|
I can't decide if "JSON-superset" is technically accurate or not. JSON's string literals come from JavaScript, and JavaScript only sortof has a Unicode string type. So the \u escape in both languages encodes a UTF-16 code unit, not a code point. That means in JSON, the single code point U+1f4a9 "Pile of Poo" is encoded thusly: "\ud83d\udca9"
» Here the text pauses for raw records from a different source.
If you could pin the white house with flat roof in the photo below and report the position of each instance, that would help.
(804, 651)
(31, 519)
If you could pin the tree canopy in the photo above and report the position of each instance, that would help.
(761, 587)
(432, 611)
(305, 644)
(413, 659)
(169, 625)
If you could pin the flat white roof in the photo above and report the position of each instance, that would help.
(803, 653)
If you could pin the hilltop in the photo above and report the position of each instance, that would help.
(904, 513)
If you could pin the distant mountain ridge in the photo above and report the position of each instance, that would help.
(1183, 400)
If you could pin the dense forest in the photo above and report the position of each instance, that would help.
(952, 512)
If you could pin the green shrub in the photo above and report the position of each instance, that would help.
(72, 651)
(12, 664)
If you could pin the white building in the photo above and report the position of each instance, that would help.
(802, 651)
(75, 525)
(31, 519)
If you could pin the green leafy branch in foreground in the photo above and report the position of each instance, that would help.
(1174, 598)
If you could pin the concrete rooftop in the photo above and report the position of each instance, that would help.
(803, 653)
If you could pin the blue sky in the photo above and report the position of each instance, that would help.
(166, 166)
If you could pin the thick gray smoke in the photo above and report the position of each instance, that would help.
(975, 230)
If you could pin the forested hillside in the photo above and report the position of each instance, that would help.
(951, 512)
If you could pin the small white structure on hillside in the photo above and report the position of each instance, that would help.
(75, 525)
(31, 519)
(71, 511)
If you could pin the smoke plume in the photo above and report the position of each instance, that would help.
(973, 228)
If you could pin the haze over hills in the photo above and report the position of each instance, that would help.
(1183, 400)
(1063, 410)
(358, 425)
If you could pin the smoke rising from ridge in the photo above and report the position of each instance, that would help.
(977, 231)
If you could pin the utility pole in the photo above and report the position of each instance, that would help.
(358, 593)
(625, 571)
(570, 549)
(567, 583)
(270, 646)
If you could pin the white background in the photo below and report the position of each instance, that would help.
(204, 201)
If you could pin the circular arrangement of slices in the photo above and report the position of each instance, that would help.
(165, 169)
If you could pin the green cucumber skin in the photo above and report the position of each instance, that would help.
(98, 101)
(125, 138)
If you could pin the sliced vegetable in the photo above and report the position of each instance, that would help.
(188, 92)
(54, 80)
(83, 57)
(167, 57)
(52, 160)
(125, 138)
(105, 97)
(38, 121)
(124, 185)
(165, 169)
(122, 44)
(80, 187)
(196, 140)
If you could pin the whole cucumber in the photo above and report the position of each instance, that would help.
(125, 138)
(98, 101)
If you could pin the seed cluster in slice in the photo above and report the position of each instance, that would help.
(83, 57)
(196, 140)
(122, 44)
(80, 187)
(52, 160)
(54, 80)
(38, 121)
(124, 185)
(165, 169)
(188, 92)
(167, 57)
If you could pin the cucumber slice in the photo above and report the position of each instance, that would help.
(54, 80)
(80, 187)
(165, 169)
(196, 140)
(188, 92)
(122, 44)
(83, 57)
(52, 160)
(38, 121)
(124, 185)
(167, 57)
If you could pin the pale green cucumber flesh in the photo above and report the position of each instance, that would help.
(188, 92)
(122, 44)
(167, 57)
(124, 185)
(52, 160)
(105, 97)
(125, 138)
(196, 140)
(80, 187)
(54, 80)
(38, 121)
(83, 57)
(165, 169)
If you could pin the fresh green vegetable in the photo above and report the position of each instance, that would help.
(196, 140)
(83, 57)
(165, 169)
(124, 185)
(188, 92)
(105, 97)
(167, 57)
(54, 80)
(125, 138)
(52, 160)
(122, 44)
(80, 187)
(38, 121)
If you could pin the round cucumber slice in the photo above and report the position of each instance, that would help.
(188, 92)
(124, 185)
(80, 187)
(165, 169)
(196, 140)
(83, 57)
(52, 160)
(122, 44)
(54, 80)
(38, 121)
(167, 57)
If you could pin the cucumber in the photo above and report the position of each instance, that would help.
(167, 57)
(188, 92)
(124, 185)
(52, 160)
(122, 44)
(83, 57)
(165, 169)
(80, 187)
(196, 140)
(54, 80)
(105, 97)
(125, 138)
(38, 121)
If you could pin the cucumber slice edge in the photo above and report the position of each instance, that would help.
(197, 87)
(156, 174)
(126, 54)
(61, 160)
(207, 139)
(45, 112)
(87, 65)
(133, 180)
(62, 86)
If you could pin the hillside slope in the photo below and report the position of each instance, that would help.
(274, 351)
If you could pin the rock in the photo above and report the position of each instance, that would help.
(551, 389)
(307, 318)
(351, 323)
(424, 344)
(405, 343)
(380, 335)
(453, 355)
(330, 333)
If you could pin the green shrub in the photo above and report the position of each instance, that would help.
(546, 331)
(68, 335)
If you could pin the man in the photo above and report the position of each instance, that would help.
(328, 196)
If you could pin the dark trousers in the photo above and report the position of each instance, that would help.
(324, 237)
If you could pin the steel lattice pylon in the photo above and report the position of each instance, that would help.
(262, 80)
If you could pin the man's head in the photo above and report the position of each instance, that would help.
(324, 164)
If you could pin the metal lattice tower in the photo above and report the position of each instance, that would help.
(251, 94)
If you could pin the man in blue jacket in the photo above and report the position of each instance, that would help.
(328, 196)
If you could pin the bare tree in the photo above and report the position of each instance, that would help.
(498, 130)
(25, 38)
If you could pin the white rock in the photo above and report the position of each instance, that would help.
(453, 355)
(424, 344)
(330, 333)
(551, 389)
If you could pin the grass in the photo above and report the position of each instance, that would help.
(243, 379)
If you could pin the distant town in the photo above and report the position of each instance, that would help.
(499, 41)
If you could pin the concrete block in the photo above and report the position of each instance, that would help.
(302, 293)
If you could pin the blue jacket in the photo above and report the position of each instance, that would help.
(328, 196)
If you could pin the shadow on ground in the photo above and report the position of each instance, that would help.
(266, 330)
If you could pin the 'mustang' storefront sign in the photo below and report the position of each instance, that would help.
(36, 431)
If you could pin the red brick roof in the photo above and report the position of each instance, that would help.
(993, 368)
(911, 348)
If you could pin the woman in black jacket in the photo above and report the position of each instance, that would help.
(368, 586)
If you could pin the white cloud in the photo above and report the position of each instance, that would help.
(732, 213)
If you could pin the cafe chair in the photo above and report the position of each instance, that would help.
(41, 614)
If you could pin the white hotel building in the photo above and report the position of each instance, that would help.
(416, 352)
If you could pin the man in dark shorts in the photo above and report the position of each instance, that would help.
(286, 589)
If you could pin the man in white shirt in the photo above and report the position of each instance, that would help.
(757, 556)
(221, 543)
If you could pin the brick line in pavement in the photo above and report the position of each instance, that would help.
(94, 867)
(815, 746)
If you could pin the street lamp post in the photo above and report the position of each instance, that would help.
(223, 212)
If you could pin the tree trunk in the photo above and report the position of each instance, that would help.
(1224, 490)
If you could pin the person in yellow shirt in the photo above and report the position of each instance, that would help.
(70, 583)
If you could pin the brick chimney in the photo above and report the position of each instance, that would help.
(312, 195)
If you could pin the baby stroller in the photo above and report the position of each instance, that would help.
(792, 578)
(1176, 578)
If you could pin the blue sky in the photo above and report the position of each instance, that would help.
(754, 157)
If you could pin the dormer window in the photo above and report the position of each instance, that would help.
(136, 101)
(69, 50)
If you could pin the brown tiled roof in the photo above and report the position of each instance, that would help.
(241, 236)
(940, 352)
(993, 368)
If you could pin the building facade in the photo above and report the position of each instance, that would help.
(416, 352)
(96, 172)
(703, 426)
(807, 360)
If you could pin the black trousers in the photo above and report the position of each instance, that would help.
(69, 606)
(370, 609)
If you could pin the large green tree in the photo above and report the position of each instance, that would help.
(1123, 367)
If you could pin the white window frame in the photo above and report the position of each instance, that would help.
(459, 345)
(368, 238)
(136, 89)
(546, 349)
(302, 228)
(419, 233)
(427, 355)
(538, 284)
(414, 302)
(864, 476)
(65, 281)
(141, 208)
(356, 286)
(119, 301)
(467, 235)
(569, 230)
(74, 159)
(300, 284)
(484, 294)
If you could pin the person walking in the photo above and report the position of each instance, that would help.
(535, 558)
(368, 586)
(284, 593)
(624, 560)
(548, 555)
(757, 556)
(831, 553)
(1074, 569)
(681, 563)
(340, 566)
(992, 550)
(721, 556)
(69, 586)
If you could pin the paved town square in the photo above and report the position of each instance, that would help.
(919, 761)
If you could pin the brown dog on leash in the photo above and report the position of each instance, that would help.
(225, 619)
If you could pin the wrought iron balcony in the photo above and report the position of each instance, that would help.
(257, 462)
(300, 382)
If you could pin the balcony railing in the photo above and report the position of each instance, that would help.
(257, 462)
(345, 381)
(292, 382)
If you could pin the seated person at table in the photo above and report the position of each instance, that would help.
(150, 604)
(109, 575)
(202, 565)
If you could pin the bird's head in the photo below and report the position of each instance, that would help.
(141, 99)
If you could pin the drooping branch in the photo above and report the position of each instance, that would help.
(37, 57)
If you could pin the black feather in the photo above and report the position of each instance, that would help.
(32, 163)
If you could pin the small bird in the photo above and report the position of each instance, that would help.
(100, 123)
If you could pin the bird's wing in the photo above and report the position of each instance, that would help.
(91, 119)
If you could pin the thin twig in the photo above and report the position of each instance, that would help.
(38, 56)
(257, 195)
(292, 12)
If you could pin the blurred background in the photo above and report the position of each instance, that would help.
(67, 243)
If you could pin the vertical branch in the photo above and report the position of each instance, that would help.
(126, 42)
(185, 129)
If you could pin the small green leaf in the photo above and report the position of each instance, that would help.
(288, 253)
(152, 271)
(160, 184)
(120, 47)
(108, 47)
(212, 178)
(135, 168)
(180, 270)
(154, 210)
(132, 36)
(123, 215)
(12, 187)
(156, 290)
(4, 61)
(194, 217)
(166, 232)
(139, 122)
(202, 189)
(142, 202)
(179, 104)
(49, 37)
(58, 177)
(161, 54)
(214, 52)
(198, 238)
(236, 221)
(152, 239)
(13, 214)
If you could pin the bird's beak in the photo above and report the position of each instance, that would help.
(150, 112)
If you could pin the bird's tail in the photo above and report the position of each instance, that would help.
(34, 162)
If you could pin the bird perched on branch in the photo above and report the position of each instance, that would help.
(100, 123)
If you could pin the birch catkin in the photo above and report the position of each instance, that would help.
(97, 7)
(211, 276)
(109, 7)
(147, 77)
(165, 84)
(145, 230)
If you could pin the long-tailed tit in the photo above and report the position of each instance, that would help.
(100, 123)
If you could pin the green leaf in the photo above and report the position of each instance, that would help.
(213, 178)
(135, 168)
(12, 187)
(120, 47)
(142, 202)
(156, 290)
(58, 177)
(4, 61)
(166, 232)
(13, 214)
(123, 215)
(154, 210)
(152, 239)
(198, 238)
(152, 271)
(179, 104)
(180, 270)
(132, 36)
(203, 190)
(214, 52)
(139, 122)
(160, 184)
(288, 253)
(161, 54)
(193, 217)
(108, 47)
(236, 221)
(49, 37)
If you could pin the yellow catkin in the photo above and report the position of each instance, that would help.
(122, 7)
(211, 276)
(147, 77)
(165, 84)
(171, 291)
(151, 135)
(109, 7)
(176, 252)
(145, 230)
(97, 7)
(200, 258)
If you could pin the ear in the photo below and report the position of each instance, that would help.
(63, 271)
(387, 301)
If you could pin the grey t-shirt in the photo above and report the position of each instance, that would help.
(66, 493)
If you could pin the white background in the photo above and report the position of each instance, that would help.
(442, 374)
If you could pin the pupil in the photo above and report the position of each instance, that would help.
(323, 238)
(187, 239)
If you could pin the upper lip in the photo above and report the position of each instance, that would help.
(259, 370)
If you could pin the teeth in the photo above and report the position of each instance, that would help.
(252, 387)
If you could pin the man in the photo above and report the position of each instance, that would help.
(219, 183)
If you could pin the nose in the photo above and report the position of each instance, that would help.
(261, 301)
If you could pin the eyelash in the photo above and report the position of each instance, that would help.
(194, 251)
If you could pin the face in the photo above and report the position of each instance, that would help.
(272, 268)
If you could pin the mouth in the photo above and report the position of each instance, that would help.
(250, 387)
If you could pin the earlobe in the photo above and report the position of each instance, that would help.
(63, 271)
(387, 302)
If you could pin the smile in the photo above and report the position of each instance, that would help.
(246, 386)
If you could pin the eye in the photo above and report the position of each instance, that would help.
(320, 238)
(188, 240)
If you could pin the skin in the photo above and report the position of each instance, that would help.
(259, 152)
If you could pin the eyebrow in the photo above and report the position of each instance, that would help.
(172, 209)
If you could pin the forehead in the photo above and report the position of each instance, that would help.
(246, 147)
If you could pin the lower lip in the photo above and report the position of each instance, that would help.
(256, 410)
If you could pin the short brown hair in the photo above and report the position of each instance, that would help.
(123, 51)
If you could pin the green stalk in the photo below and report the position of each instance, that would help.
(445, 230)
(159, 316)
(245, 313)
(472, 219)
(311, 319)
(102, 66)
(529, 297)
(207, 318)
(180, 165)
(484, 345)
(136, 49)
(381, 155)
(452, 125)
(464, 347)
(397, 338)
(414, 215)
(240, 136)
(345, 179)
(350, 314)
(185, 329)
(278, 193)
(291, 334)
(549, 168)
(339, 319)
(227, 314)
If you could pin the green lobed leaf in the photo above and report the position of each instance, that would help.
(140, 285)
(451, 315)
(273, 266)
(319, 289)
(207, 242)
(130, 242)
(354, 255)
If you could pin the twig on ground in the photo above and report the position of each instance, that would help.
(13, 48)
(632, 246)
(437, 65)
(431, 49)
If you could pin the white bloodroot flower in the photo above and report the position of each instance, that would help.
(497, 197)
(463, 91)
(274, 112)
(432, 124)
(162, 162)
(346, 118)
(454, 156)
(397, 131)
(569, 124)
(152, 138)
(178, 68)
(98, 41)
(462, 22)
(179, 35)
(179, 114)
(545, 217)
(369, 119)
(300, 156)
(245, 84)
JSON specifically says this, too, Any character may be escaped. If the character is in the Basic
Multilingual Plane (U+0000 through U+FFFF), then it may be
represented as a six-character sequence: a reverse solidus, followed
by the lowercase letter u, followed by four hexadecimal digits that
encode the character's code point. The hexadecimal letters A though
F can be upper or lowercase. So, for example, a string containing
only a single reverse solidus character may be represented as
"\u005C".
[… snip …]
To escape an extended character that is not in the Basic Multilingual
Plane, the character is represented as a twelve-character sequence,
encoding the UTF-16 surrogate pair. So, for example, a string
containing only the G clef character (U+1D11E) may be represented as
"\uD834\uDD1E".
Now, Ion's spec says only: U+HHHH \uHHHH 4-digit hexadecimal Unicode code point
But if we take it to mean code point, then if the value is a surrogate… what should happen?Looking at the code, it looks like the above JSON will parse: 1. Main parsing of \u here:
https://github.com/amznlabs/ion-java/blob/1ca3cbe249848517fc6d91394bb493383d69eb61/src/software/amazon/ion/impl/IonReaderTextRawTokensX.java#L2429-L2434
2. which is called from here, and just appended to a StringBuilder:
https://github.com/amznlabs/ion-java/blob/1ca3cbe249848517fc6d91394bb493383d69eb61/src/software/amazon/ion/impl/IonReaderTextRawTokensX.java#L1975
My Java isn't that great though, so I'm speculating. But I'm not sure what should happen.This is just one of those things that the first time I saw it in JSON/JS… a part of my brain melted. This is all a technicality, of course, and most JSON values should work just fine. |
Surrogates are code points. The spec does not say what should happen if the surrogate is invalid (for example, if only the first surrogate of a surrogate pair is present), but neither does the JSON spec.
Java internally also represents non-BMP code points using surrogates. So, simply appending the surrogates to the string should yield a valid Java string if the surrogates in the input are valid.